Shoe Christ (Compulsion to Refuse Something that Has Been Used)
Shoe Christ (Compulsion to Refuse Something that Has Been Used) is a sculpture made by visual artist Sadofsky (aka Petr Motycka), who is mainly known in connection with the artist collective Pode Bal. Shoe Christ is made of approximately 1444 used (and mostly single) shoes. The sculpture is more than 6m high, weights over 500kg and was originally created for the public space of Prague’s riverside, where it was shown from August 2010 till January 2011. Subsequently it was modified for the specific space of the DOX Centre for Contemporary Art where it is exhibited from January 29, 2011.
Shoe Christ is the author´s contribution to a classical genre of Western art – the theme of crucifixion. The sculpture displayed at DOX belongs to a broader context of Motyčka´s work focused on this topic. (e.g. Used Child Shoe Christ displayed during the Subvision Kunst Festival in Hamburg in 2009 and as a part of common project D.I.V.O. Institute in the Fridericianum Gallery in Kassel or a project called Personal Jesus, that is being developed by the artist for over 6 years.)
Author´s comment:
Shoes can be a vehicle of social status. The simple fact of „owning“ shoes once signified belonging to a higher social class. Contemporary shoes can signify the bearer’s cultural affinity. (e.g. Birkenstock sandals of hippies and New Age freaks, Doc Martens of punks and skinheads, branded trainers of mainstream lovers, cowboy boots of bikers and rockers or pointed snakeskin shoes worn by Prague’s Municipality clerks).
I have always been fascinated by shoes as well as by human feet. Their obvious sexuality mixes with aversion in certain people. Fetishism associated with shoes, intimate touches by feet, typical smells… Muslims are not allowed to enter a mosque wearing shoes and the throwing of a shoe is a means to express disgust. It is of no coincidence. Feet have a specific ambivalent sexuality for the way they look, for their clumsiness, smells and distinctive physicality.

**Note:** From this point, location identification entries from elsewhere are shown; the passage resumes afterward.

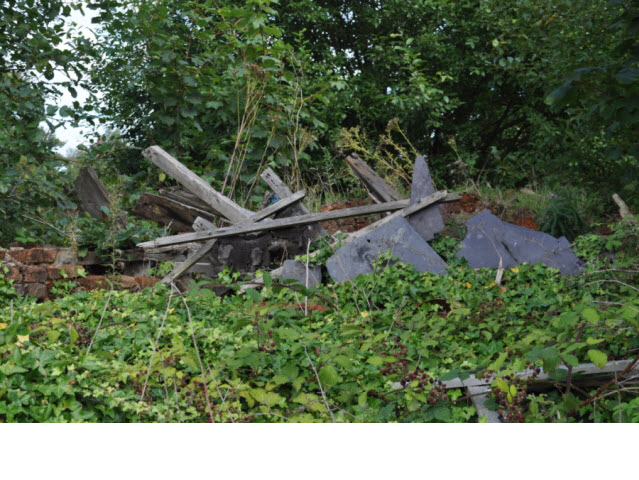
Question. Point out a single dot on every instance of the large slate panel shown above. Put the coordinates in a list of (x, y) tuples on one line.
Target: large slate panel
[(292, 269), (429, 221), (488, 239), (357, 257)]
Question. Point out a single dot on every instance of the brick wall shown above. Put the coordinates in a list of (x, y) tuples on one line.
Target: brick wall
[(34, 271)]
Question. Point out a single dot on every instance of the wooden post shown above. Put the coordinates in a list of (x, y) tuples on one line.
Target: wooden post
[(276, 184), (276, 224), (226, 207), (381, 191)]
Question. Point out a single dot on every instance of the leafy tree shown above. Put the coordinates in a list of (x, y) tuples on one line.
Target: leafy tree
[(210, 81), (32, 48), (465, 77), (603, 93)]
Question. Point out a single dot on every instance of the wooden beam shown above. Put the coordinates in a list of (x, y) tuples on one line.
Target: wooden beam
[(278, 206), (189, 262), (202, 225), (425, 202), (276, 224), (208, 246), (276, 184), (176, 215), (380, 190), (611, 367), (196, 185), (479, 396)]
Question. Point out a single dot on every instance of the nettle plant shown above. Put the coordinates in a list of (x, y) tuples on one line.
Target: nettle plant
[(376, 349)]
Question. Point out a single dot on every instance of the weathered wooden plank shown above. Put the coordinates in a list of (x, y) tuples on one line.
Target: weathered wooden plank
[(278, 206), (276, 224), (381, 191), (201, 225), (208, 246), (92, 193), (614, 366), (183, 196), (176, 215), (276, 184), (425, 202), (196, 185), (189, 262), (479, 396)]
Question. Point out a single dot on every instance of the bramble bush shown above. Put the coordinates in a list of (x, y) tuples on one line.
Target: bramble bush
[(372, 350)]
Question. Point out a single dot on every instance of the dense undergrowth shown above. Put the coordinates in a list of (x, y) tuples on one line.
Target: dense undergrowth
[(374, 350)]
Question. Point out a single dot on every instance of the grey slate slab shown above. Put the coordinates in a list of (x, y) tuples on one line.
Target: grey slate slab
[(488, 239), (357, 257), (292, 269), (429, 221)]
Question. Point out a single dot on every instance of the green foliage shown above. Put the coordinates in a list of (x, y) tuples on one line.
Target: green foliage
[(212, 82), (602, 91), (372, 350), (561, 217)]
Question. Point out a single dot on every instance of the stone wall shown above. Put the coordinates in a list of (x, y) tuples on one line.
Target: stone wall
[(34, 271)]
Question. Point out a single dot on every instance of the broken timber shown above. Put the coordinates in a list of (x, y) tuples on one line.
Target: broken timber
[(221, 204), (379, 189), (281, 190), (176, 215), (436, 197), (479, 388), (206, 248), (276, 224)]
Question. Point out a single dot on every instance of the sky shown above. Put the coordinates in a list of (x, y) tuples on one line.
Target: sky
[(74, 136)]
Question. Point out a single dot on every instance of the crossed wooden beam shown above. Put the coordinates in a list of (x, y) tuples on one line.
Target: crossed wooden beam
[(245, 222)]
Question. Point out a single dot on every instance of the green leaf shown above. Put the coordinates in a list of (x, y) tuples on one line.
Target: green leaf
[(8, 369), (501, 384), (556, 96), (571, 360), (375, 360), (598, 357), (328, 375), (253, 294), (627, 75), (344, 362), (590, 315), (53, 335), (497, 364)]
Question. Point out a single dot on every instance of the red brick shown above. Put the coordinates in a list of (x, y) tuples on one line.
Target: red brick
[(38, 290), (66, 256), (145, 282), (21, 289), (34, 274), (13, 274), (35, 255), (128, 283), (55, 273), (93, 282)]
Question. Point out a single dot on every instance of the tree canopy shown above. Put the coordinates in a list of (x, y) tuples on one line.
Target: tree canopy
[(517, 92)]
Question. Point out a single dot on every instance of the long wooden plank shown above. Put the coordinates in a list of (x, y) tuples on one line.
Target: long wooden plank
[(614, 366), (278, 206), (425, 202), (208, 246), (380, 190), (276, 184), (479, 396), (276, 224), (189, 262), (196, 185), (176, 215)]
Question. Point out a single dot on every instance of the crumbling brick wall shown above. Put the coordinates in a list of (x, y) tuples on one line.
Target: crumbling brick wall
[(34, 271)]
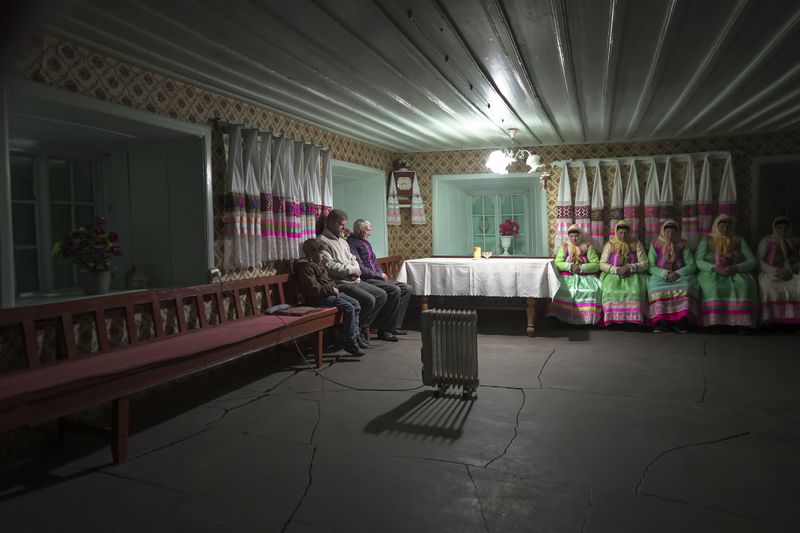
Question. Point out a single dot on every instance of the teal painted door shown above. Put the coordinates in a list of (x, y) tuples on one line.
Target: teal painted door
[(361, 192)]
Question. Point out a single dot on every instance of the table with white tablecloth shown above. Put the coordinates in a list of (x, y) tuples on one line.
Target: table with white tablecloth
[(512, 277)]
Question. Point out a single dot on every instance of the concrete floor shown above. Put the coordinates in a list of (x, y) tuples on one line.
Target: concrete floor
[(576, 430)]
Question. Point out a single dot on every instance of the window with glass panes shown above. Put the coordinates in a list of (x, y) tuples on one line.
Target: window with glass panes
[(489, 211), (50, 197)]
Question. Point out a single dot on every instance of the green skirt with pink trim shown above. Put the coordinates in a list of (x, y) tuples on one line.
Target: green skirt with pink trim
[(577, 300), (624, 298), (727, 300), (780, 300)]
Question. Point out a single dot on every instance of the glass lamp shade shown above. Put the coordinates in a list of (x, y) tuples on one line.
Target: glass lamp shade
[(534, 162), (499, 161)]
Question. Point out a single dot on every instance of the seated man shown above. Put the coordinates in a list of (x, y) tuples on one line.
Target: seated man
[(320, 291), (397, 293), (342, 267)]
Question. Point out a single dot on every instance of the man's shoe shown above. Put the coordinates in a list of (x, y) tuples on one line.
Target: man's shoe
[(353, 349), (386, 336)]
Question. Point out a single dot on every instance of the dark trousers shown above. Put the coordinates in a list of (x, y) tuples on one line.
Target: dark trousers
[(372, 301), (398, 294), (350, 309)]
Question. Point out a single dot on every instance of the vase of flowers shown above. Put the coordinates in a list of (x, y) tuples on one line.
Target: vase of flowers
[(508, 230), (91, 249)]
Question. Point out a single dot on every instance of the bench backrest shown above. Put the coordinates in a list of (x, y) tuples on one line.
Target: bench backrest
[(42, 334)]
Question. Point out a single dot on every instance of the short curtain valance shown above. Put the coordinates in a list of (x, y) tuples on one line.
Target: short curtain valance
[(276, 190)]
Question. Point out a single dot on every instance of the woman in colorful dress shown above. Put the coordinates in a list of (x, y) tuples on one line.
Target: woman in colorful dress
[(779, 256), (672, 285), (623, 281), (578, 298), (727, 289)]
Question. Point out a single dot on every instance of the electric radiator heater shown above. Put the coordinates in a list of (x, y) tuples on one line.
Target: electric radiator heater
[(450, 349)]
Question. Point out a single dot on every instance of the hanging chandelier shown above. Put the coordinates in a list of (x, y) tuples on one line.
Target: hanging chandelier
[(499, 160)]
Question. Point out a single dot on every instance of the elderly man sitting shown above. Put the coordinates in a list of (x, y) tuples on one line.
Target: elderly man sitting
[(343, 269), (397, 293)]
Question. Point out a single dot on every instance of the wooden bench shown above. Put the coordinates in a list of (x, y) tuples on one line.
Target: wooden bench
[(81, 353)]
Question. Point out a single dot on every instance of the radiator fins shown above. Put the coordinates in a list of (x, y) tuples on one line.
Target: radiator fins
[(450, 349)]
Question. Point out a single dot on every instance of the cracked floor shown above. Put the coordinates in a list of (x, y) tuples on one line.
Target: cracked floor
[(575, 430)]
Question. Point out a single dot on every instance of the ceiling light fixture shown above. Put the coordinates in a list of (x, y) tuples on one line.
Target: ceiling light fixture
[(499, 160)]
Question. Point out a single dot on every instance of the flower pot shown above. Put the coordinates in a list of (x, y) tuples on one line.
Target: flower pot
[(94, 281), (505, 242)]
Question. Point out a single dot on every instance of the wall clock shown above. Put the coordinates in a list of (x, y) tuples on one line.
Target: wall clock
[(404, 180)]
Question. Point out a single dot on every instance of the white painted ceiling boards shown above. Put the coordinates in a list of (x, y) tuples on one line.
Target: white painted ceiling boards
[(422, 75)]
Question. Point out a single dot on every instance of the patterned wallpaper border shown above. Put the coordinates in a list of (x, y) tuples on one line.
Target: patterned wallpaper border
[(62, 63), (417, 241)]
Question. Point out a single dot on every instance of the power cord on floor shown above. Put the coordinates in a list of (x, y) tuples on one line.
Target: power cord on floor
[(326, 378)]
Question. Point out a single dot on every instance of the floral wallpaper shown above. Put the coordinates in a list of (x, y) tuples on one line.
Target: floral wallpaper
[(67, 65), (61, 63)]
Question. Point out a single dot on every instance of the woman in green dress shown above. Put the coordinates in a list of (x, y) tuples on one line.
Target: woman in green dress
[(727, 289), (672, 284), (624, 264), (578, 298)]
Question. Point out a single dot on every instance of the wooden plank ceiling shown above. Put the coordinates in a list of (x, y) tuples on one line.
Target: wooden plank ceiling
[(426, 75)]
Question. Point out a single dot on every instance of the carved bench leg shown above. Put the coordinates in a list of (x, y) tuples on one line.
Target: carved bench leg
[(120, 410), (530, 311), (319, 347)]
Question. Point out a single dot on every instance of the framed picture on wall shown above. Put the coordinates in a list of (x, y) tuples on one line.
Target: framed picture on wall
[(404, 180)]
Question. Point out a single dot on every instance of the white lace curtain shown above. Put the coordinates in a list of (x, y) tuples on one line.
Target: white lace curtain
[(275, 193), (697, 211)]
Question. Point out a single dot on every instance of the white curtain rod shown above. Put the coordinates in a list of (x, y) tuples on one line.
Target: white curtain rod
[(224, 124), (656, 158)]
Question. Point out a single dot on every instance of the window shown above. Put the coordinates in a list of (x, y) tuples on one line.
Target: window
[(49, 197), (489, 211)]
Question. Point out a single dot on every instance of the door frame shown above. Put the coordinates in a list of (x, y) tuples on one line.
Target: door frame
[(756, 187), (366, 173), (93, 105)]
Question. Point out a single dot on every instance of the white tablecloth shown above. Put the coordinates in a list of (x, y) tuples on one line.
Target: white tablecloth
[(456, 276)]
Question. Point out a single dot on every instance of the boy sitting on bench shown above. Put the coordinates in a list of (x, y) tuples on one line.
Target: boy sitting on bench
[(320, 291)]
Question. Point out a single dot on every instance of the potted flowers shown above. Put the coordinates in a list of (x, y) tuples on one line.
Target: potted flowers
[(508, 229), (91, 249)]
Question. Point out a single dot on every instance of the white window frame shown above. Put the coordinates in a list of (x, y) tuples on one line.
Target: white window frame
[(498, 217), (43, 210), (21, 87)]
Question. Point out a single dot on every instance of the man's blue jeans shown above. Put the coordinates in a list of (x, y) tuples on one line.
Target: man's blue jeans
[(350, 309)]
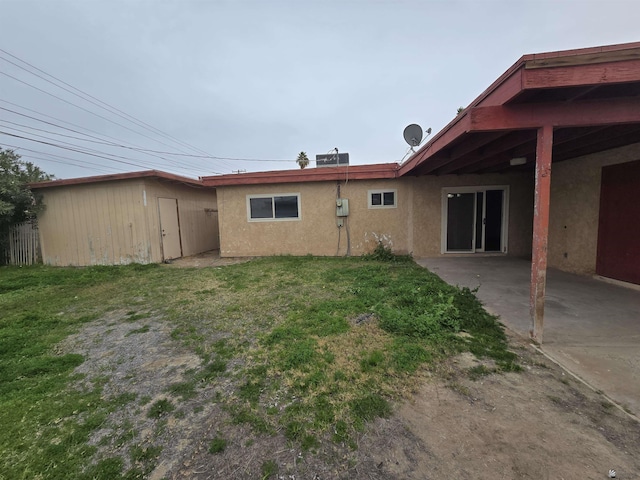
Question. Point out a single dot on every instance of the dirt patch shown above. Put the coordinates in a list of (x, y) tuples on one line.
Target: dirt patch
[(536, 424), (206, 259)]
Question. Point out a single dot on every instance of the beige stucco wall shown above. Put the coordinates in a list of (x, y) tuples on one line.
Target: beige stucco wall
[(198, 228), (575, 206), (413, 227), (316, 231), (117, 222), (427, 209)]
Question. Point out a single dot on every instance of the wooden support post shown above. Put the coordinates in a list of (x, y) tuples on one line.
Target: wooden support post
[(540, 231)]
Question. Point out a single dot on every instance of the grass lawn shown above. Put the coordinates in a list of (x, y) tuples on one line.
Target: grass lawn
[(313, 348)]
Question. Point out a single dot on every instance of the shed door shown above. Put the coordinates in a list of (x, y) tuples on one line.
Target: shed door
[(170, 226), (619, 223)]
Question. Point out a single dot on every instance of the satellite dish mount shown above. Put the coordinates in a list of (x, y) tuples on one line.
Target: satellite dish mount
[(413, 135)]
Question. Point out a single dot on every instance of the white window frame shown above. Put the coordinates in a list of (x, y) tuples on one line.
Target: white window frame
[(474, 189), (382, 191), (273, 206)]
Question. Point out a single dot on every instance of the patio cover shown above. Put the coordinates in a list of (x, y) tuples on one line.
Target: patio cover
[(546, 108)]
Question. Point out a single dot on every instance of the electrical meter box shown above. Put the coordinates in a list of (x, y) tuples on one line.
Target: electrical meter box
[(342, 207)]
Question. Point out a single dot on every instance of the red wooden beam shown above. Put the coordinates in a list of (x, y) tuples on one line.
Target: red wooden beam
[(610, 111), (578, 75), (540, 231)]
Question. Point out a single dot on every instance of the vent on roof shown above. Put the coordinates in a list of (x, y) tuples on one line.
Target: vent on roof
[(332, 159)]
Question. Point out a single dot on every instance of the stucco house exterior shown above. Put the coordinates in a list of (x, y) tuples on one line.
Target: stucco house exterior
[(482, 185), (137, 217)]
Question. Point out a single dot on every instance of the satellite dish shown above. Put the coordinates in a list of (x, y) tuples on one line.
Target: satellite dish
[(413, 135)]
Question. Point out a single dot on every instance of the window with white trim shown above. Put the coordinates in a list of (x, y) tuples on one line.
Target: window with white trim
[(383, 198), (273, 207)]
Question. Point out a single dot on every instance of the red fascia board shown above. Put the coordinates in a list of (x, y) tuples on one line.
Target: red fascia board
[(322, 174), (613, 111), (503, 89), (581, 51), (578, 75), (116, 177)]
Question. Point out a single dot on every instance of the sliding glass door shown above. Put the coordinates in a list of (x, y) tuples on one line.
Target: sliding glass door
[(474, 219)]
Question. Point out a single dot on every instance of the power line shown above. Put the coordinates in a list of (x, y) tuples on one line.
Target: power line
[(177, 164), (104, 105), (84, 109), (85, 152), (134, 147), (69, 161)]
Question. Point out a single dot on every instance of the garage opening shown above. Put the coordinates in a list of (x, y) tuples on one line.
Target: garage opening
[(619, 225)]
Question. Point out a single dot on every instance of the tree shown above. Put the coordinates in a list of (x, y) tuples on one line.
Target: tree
[(17, 201), (303, 160)]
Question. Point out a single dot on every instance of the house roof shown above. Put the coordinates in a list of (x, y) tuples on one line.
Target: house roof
[(351, 172), (118, 176), (590, 96)]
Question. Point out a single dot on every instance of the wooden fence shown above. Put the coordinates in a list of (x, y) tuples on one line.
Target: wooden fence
[(24, 244)]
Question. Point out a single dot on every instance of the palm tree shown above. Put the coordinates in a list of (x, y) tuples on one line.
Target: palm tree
[(302, 160)]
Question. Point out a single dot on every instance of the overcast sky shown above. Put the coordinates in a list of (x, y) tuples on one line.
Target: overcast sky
[(262, 79)]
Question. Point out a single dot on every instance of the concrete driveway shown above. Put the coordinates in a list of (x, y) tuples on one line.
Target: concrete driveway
[(591, 328)]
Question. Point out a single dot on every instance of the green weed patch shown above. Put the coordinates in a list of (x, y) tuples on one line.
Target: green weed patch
[(312, 348)]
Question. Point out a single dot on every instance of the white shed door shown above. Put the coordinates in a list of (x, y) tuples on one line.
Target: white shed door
[(170, 226)]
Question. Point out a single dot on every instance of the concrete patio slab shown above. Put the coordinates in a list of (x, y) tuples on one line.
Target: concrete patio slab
[(591, 328)]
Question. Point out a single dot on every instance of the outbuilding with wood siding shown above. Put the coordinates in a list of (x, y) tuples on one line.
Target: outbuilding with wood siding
[(137, 217)]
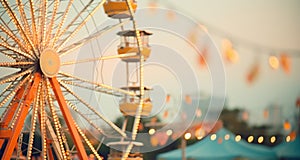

Feet are the space of objectification of the subject.
The fact that the sculpture is made of shoes that had been used is very important. 1444 worn shoes means that more than 1400 people and their stories are part of the Shoe Christ. Used things and especially shoes often evoke repulsion. There are not many people who buy second hand shoes, who want to wear shoes that have been worn by someone else. Shoes are a very personal property.
Shoes have become consumer goods and through their quantity and signifiers contribute to the overall image of consumer culture. Our cultural values and concepts increase their worth by being used. On the contrary, things produced by the same culture, lose their value the more used they are. We require pure matter and used ideas.
Our society does not want an illusion of originality, it needs the ritual of prayer or a repeated ditty to expiate evil thoughts. That´s the reason why we obsessively surround ourselves by things. The shoes in my installation are like rosary beads or the balls of the abacus.
Compulsion to refuse something that has been used is related to the tendency to refuse artworks or artistic procedures that are unoriginal in some way, by form or content. And all the while, the whole value-structure of Western society is directly based on constant repetition of conventions with near ritual obsession. This compulsion is a modernist neurosis.
Obsession and compulsion originate from distorted processing of ones experience, from tension between the profane and the sacred, creating desire for the forbidden. The difference between neurosis and artistic creation often starts with not refusing a thought which is normally considered as nonsense or absurd.
According to Sigmund Freud´s famous theory, our lives are essentially influenced by the way how we put up with our own shit during childhood. If this phase was retentive, we tend to be orderly, stubborn and need to control others. We need to collect, posses and amass things. Western society and its Christian tradition shows all these symptoms. If Freud was right, the task of historians would be to find out, when was it that we weren’t able to take that cultural shit.